On Tuesday, Rick Rahn, a special agent in charge for the sector at the Iowa Division of Criminal Investigation told The Washington Post that 24-year-old Cristhian Bahena Rivera, an undocumented immigrant from Mexico, was charged with first-degree murder for Tibbett's death.
Tibbetts, who was studying psychology at the University of Iowa, had been missing since July 18 when she left her boyfriend's to go for a run.
Rivera told authorities that he saw Tibbetts running and approached her. He eventually started running alongside or behind her and she grabbed her phone and threatened to call the police. Rahn said Rivera revealed he abducted her during a lengthy interview.
"He was very compliant," Rahn said. "He was willing to talk to us. There was no fight or struggle of any kind."
Documents filed in court note that Rivera panicked after Tibbetts threatened to call the police. He "blocked" his "memory," and does not recall how Tibbetts winds up dead.
What he remembers after panicking however is noticing at an intersection that he had a headphone earpiece in his lap and realized Tibbetts was in the trunk of his vehicle.

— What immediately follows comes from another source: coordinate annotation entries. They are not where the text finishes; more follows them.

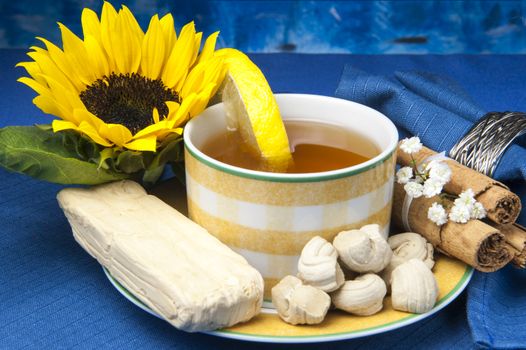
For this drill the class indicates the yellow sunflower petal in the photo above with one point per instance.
(49, 105)
(202, 100)
(208, 48)
(90, 24)
(83, 114)
(33, 69)
(59, 125)
(63, 96)
(153, 50)
(132, 23)
(96, 55)
(155, 115)
(178, 63)
(143, 144)
(93, 134)
(117, 133)
(76, 55)
(107, 28)
(39, 88)
(183, 112)
(64, 68)
(47, 65)
(153, 129)
(197, 46)
(169, 34)
(172, 108)
(201, 75)
(126, 45)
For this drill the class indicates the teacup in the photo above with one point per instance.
(269, 217)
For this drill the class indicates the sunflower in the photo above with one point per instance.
(121, 87)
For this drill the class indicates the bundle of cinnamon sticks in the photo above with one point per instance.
(486, 245)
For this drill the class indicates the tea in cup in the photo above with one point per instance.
(342, 178)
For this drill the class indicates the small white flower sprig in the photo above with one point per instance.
(428, 179)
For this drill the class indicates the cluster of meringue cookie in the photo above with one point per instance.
(355, 273)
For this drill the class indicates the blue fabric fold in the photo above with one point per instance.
(437, 110)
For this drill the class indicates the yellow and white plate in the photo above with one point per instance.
(452, 277)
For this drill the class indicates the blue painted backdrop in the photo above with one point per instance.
(303, 26)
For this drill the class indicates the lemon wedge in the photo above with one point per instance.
(252, 110)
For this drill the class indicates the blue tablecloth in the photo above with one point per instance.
(53, 295)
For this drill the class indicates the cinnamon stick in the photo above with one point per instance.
(475, 243)
(515, 235)
(502, 205)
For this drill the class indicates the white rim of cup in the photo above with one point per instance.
(294, 177)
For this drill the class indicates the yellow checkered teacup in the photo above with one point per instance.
(269, 217)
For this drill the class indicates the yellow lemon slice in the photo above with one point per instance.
(252, 110)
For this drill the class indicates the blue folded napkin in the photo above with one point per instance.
(438, 111)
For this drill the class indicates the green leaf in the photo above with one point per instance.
(170, 150)
(130, 162)
(179, 172)
(41, 154)
(150, 176)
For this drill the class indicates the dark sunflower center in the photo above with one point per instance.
(128, 99)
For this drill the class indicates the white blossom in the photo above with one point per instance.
(411, 145)
(466, 198)
(413, 189)
(439, 171)
(460, 213)
(478, 211)
(437, 214)
(431, 188)
(404, 175)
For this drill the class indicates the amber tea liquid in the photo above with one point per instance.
(315, 147)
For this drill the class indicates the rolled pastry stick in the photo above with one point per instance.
(502, 205)
(475, 243)
(515, 235)
(170, 263)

He found her with blood on her head.
He later dragged her into a secluded place in a cornfield, where he left her face up and covered her with corn stalks, The Washington Post said.
According to USA Today, Tibbetts was confirmed into the Catholic Church in 2015 and was public about the influence of faith in her life.
Despite the advice of the priest calling on members of the community to forgive her killer Wednesday, many did not appear ready to do so.
"I'm just really angry," Dan Brady, who has known Tibbetts for years said. He explained that his son ran cross country with Tibbetts in high school and recalled buying her lunch at a meet not that long ago.
"She didn't have any money," he said.
Brady and several others at the vigil wore a purple T-shirt in Tibbetts' honor that sported her favorite Bible verse, Matthew 17:20 on the front.
"I understand things happen," Brady said. "But it ain't supposed to happen in small-town, rural Iowa."
Many people were hoping to find the college student alive in the weeks authorities searched for her, but in the back of their minds, they also feared the worst, Brady explained. He is relieved now that the uncertainty has ended.
"At least there's an end," he said. "You wish it wasn't, but it is an end."